La confiance des consommateurs américains s’est nettement dégradée début septembre 2026, pénalisée par la remontée des prix de l’essence et la persistance des tensions commerciales entre les Etats-Unis et leurs partenaires commerciaux.
La confiance des consommateurs américains s’est nettement détériorée au début du mois de septembre. Selon les résultats de l’enquête préliminaire de l’Université du Michigan publiés vendredi 11 septembre, l’indice de confiance est tombé à 47,8 points, contre 51,7 points en août, alors que les économistes anticipaient un recul beaucoup plus limité, à environ 51 points.

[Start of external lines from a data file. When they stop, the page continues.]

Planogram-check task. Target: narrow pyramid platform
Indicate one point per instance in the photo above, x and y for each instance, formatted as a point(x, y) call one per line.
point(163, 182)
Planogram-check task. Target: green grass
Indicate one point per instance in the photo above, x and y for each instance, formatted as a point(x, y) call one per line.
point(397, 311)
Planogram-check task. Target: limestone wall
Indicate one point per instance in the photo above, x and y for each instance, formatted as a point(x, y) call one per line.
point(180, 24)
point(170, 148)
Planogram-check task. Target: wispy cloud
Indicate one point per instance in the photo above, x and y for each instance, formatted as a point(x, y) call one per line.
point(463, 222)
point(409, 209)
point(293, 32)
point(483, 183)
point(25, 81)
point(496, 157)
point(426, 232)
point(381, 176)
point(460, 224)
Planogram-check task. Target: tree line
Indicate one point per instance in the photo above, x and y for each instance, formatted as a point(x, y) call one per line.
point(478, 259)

Cette dégradation intervient dans un contexte marqué par la remontée des prix des carburants et la persistance des tensions commerciales. Les ménages américains redoutent que ces deux facteurs se traduisent par une nouvelle augmentation du coût de la vie et pèsent davantage sur leurs finances au cours des prochains mois.

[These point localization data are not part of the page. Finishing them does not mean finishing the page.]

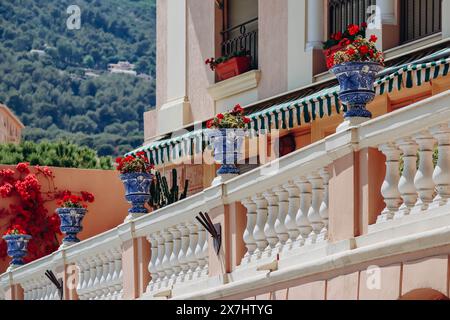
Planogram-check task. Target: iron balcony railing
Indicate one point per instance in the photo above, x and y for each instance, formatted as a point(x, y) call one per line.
point(242, 37)
point(419, 18)
point(345, 12)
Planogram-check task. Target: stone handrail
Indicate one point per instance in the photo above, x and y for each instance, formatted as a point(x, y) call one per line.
point(287, 209)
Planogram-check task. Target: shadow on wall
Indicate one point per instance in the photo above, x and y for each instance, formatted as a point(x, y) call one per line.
point(424, 294)
point(109, 209)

L’indice mesurant les anticipations des consommateurs a particulièrement reculé à 45,8 points, contre 51,5 en août. Les perspectives concernant les finances personnelles et les conditions économiques se sont également fortement dégradées. La confiance se situe désormais 16 % sous son niveau de février, avant le déclenchement du conflit entre les États-Unis et l’Iran.
La flambée des carburants constitue l’une des principales sources d’inquiétude. Le prix de l’essence a fortement progressé avec la hausse des cours du pétrole, dans un marché perturbé par les tensions au Moyen-Orient et les difficultés affectant les routes d’approvisionnement énergétique. Le brut Brent a récemment dépassé les 100 dollars le baril, tandis que le diesel américain a franchi le seuil historique de 6 dollars le gallon.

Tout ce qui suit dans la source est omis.